The other interesting thing in that link is the bit about "deterministic filesystem readdir order" which is something I hadn't considered before. It might possibly be a factor in another recent GCC bug I reported upstream [2]. Great, another rabbit hole for me to go down! Anyway, it appears GCC devs do try to improve the reproducibility of profiled builds from time-to-time which can only be good.
BTW, with bootstrap instead of profiledbootstrap, my GCC build time (--nocheck) goes from 2h:23m down to 1h:51m (Ryzen 2700X, -j16). Without LTO it goes down to about 45 mins IIRC. I need a faster build box :)
[1] https://lists.reproducible-builds.org/pipermail/rb-general/2022-February/002478.html
[2] https://gcc.gnu.org/bugzilla/show_bug.cgi?id=104832
It turns out that passing env vars through to the the build environment is fully supported [1]. I've finally started a new toolchain repo [2] where you can see this in action.
When bootstrapping a full toolchain, there is no absolutely no need in the *first passes* for LTO, PGO, debug pkgs or in the case of GCC, libgccjit.
Just omitting these simple things can speed up the build quite a lot.
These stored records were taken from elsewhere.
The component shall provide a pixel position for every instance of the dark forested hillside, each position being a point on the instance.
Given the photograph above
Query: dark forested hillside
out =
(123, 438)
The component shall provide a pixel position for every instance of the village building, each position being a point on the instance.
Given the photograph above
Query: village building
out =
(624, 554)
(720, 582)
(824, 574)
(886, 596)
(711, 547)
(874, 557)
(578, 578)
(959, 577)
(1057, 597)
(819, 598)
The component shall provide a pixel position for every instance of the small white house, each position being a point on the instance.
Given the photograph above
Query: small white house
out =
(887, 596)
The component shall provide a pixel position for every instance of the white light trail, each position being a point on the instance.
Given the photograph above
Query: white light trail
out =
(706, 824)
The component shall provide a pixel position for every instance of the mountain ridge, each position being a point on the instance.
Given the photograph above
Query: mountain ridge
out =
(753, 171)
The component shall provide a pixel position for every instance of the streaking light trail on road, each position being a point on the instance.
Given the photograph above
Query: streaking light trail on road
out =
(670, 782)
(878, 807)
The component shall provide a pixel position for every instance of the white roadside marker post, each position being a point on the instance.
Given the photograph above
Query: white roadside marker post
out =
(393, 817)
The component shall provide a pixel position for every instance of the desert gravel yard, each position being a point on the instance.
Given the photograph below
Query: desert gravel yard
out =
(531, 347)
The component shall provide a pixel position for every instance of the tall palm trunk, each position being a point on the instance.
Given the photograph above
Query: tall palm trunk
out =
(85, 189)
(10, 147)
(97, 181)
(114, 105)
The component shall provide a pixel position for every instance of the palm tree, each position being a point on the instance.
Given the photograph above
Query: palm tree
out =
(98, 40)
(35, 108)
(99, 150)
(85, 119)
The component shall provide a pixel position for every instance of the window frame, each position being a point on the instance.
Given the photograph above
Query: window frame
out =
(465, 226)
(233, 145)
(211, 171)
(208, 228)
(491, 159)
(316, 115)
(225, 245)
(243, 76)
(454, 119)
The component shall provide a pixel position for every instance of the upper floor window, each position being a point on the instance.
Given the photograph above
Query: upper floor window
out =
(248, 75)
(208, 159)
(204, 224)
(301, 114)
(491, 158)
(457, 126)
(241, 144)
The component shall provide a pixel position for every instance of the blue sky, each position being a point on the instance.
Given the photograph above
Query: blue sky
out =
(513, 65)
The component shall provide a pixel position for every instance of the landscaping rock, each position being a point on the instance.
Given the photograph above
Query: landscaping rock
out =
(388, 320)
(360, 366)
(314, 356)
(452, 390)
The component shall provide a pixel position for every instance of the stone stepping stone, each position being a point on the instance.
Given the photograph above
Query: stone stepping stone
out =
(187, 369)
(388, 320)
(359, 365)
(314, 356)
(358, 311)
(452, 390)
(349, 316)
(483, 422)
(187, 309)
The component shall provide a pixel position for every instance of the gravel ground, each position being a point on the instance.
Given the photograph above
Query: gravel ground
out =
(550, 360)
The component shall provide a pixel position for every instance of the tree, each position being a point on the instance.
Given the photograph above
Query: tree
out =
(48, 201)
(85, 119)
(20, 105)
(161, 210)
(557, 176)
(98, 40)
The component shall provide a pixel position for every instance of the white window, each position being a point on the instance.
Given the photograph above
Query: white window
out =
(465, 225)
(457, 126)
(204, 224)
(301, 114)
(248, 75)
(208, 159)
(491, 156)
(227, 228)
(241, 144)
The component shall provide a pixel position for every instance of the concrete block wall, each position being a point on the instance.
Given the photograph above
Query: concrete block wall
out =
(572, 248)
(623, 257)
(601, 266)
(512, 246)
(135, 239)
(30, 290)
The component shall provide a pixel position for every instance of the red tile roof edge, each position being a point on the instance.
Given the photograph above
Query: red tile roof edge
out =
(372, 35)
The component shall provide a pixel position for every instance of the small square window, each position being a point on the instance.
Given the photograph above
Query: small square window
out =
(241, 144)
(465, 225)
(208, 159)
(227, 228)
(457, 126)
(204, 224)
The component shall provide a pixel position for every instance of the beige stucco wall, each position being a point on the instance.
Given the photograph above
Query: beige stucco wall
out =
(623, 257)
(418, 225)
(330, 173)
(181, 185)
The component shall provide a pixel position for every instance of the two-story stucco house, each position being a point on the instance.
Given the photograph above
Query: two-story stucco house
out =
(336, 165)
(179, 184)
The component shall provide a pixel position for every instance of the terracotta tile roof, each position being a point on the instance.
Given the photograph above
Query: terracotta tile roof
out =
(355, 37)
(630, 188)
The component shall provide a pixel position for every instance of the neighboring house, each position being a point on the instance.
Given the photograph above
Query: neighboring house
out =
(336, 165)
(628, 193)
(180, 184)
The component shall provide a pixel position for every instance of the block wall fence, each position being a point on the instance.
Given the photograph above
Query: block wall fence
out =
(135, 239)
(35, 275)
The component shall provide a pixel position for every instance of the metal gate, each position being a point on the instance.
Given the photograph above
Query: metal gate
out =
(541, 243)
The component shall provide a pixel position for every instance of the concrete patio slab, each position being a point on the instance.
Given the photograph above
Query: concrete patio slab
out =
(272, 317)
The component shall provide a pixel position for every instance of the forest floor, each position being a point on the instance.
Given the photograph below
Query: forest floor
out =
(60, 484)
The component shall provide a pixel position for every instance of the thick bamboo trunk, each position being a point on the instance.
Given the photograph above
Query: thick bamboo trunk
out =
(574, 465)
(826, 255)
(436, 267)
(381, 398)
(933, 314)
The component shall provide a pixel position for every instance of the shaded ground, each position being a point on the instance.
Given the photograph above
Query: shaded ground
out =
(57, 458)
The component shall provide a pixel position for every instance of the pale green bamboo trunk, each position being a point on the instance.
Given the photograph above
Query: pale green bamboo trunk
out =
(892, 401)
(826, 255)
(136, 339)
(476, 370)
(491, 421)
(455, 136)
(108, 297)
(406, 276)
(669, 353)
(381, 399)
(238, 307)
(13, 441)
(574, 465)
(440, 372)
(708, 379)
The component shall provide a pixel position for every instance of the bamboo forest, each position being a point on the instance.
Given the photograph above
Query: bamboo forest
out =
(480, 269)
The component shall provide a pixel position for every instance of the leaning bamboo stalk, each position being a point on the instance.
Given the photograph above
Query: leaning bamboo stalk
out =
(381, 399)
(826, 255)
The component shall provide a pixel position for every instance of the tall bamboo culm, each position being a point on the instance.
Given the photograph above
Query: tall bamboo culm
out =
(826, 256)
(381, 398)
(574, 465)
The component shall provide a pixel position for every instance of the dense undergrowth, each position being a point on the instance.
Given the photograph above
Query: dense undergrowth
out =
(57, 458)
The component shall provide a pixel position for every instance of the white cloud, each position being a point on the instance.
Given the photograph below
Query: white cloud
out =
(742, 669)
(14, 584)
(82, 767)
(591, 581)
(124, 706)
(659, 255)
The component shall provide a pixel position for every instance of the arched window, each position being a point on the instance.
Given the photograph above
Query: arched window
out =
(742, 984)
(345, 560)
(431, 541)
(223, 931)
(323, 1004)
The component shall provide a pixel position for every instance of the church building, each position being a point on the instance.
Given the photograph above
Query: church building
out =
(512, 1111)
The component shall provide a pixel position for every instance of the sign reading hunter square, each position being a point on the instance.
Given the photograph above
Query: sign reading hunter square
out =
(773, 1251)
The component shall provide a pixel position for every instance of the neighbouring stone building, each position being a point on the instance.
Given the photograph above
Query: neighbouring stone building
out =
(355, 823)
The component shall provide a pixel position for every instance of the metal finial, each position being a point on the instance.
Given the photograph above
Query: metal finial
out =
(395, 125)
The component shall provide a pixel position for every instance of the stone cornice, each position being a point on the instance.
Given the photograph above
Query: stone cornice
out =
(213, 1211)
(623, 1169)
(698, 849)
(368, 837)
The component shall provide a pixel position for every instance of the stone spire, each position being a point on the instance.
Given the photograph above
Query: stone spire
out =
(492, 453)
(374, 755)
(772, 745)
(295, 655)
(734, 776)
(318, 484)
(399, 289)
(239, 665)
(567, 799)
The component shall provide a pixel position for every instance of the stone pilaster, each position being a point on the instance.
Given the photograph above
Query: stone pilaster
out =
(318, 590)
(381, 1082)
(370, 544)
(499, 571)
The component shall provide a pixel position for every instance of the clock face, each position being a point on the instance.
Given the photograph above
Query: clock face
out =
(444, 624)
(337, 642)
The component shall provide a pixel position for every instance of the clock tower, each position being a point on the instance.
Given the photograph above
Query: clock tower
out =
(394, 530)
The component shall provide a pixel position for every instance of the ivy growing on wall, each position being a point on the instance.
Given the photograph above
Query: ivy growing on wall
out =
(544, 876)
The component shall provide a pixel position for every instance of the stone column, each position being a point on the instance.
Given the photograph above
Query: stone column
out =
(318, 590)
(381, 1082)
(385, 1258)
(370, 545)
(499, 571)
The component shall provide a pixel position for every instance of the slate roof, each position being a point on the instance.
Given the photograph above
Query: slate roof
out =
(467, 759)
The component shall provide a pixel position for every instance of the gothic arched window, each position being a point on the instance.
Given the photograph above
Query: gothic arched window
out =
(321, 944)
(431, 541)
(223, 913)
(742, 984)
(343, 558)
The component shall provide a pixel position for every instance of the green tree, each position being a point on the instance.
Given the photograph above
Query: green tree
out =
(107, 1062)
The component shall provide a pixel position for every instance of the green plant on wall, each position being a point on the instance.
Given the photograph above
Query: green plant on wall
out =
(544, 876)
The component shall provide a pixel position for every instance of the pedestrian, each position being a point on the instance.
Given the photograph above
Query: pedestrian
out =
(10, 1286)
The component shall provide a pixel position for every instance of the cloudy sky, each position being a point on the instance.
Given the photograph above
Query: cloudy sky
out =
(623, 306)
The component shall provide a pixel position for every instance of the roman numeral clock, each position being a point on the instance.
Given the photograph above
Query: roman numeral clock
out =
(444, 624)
For example, on a beefy cloud VM with plenty of cores, a full bootstrap cycle (including test suites) of current Arch toolchain takes about 2h:52m:56s. With tweaks as per my repo, it goes down to 2h:21m:35s. That's a fair saving for very little effort. There is *heaps* more low hanging fruit to optimize this a lot further.
Pros: faster toolchain builds
Cons:
1. ((_ARCH_BOOTSTRAP)) && "do this or that"
sprinkled throughout the toolchain PKGBUILDs
2. a toolchain build script is mandatory when bootstrapping
I've taken Allan's build script and added stuff for my own purposes. If this idea ever becomes official then an Arch guru could conceivably polish it up for inclusion in devtools.
Regarding reproducibility, I'm still struggling with gccgo / libgo. There is also a crazy binutils issue [3] apparently exposed by the non-PIC libiberty.a oopsie. We could *really* do with a new binutils upload (hint, hint, hi freswa!)
[1] https://bbs.archlinux.org/viewtopic.php?pid=1474035#p1474035
[2] https://gitlab.com/Toolybird/toolchain
[3] https://sourceware.org/bugzilla/show_bug.cgi?id=29042
Precisely what I meant earlier with:
> Do we need to* enable LTO/PGO for anything but the final build?
Glad to see it shaved ~20% of the runtime. Out of curiosity - any reason why you didn't short-circuit the check functions as well?
The script does
build linux-api-headers
build glibc --nocheck
build binutils --nocheck _ARCH_BOOTSTRAP=1
build gcc --nocheck _ARCH_BOOTSTRAP=1